W kodeksie karnym Austrii z 1974 r. w § 188 przestępstwem jest publiczne poniżenie lub wyszydzenie
osoby lub rzeczy stanowiącej przedmiot czci działającego w kraju Kościoła
lub związku religijnego albo doktryny wiary (Glaubenslehre),
ustawowo dopuszczonego obrzędu lub instytucji takiego Kościoła albo związku w okolicznościach, w których postępowanie sprawcy może wywołać uzasadnione
zgorszenie.

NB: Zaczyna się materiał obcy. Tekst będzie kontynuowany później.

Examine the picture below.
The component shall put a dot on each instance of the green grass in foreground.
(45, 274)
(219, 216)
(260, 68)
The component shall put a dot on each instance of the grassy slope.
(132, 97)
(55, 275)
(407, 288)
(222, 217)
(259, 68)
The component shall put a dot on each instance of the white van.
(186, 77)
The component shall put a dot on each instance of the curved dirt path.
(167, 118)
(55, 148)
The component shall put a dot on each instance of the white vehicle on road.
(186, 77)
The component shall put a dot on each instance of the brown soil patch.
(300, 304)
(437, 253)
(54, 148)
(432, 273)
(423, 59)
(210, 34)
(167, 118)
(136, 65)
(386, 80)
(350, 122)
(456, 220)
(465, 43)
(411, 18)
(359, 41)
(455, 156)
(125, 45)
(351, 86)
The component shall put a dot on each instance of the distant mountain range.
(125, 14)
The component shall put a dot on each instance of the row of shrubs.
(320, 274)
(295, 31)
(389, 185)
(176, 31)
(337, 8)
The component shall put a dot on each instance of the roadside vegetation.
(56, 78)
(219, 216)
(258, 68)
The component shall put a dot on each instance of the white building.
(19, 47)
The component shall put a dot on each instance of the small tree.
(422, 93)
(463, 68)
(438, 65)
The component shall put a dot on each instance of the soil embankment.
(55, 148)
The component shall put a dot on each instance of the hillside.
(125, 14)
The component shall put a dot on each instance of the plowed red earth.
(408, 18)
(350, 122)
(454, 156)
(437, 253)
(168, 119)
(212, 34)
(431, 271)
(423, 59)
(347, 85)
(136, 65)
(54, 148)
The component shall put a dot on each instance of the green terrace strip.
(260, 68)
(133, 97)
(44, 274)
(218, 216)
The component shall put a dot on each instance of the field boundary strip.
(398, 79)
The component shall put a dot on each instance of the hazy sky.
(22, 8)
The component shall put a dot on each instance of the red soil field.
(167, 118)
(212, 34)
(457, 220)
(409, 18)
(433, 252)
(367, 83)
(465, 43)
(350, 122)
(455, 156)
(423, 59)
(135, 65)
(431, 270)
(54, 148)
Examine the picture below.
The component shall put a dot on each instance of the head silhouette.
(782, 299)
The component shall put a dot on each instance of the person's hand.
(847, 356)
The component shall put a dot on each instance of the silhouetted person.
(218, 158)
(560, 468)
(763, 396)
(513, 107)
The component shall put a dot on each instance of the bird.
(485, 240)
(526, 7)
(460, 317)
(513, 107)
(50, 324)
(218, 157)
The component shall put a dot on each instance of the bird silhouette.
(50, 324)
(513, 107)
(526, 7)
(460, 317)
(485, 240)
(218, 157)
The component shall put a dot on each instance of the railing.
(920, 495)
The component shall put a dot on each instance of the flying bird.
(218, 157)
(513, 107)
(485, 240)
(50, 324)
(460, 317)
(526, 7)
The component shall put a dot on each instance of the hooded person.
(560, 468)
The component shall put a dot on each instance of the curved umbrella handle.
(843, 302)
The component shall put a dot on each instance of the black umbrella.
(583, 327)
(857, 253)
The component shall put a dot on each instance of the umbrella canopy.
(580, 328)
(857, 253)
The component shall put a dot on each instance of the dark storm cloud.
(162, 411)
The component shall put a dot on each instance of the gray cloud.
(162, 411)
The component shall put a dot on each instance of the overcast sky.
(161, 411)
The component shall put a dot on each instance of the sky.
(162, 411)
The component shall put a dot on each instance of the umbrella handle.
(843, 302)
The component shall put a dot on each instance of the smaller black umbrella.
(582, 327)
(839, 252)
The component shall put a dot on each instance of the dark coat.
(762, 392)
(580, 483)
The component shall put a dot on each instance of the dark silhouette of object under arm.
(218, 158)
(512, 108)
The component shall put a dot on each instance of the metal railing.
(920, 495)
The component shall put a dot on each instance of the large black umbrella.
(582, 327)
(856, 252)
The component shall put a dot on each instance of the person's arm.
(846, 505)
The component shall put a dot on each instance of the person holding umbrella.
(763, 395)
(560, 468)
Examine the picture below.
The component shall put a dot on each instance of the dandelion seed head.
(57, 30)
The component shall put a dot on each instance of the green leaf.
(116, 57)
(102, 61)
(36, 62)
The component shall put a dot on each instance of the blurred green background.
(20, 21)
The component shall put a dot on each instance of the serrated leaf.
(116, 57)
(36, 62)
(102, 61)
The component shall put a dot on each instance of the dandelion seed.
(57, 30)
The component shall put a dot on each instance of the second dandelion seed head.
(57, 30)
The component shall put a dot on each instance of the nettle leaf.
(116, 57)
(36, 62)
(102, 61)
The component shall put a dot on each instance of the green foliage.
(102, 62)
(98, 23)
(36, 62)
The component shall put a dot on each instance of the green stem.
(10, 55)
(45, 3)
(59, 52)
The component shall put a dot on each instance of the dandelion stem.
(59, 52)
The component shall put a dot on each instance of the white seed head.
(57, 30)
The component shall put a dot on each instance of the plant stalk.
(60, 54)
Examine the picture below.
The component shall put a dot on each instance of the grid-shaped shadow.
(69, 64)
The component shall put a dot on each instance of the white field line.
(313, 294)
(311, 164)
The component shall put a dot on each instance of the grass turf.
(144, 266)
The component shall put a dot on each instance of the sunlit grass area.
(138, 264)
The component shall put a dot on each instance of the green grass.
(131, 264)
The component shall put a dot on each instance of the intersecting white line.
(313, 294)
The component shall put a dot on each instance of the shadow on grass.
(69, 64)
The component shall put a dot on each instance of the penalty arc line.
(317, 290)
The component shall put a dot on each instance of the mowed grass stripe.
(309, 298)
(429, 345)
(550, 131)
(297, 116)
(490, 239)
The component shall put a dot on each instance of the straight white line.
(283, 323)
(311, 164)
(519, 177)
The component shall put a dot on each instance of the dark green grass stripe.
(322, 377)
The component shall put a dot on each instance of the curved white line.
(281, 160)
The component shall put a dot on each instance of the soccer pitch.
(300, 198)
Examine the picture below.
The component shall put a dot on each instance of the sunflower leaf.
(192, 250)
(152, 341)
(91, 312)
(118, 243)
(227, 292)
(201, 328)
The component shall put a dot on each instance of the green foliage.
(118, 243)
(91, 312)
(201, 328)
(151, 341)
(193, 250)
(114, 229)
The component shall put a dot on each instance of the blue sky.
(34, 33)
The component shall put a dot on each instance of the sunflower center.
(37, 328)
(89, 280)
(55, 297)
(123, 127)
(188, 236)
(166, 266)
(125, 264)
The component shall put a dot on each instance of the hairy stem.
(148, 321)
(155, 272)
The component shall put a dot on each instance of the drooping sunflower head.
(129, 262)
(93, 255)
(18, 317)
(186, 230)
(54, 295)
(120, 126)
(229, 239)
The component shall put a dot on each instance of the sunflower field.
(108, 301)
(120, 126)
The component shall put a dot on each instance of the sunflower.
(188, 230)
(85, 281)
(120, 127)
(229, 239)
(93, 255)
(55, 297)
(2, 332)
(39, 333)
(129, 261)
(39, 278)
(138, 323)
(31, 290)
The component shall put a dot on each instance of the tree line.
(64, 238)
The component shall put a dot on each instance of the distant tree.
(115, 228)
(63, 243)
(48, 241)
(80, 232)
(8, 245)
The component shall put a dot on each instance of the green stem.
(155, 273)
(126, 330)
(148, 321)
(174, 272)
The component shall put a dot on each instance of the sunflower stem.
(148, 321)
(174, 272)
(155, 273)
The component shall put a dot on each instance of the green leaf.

Wyraża się pogląd, iż zgorszenie nie jest uzasadnione, jeśli
zachowanie sprawcy jest dobrowolnie odbierane przez świadków czynu, zatem
wierni nie mogą się powołać na uzasadnione zgorszenie, jeśli zostali
przestrzeżeni, iż np. film nie jest im polecany, bo może wywołać obrazę
ich uczuć. [ 6 ]
Przepis ten znalazł zastosowanie w sprawie przeciwko Otto-Preminger-Institut w związku z filmem Rada Niebieska (Das
Liebeskonzil), emitowanym w 1985 r. w kinie w Isnabrucku. Film
powstał na podstawie sztuki Oskara Ponizza z 1894 r. za którą jej autor został
ówcześnie uznany przez Sąd Przysięgłych w Monachium winnym przestępstwa
przeciw religii i skazany na więzienie. Sztuka
przedstawiała Boga Ojca jako starego, schorowanego i bezsilnego, Jezusa jako maminsynka o niskiej inteligencji, a Dziewicę Maryję jako rozpustnicę bez żadnych
zasad. Cała
trójka wspólnie decyduje, że rodzaj ludzki należy ukarać za niemoralność.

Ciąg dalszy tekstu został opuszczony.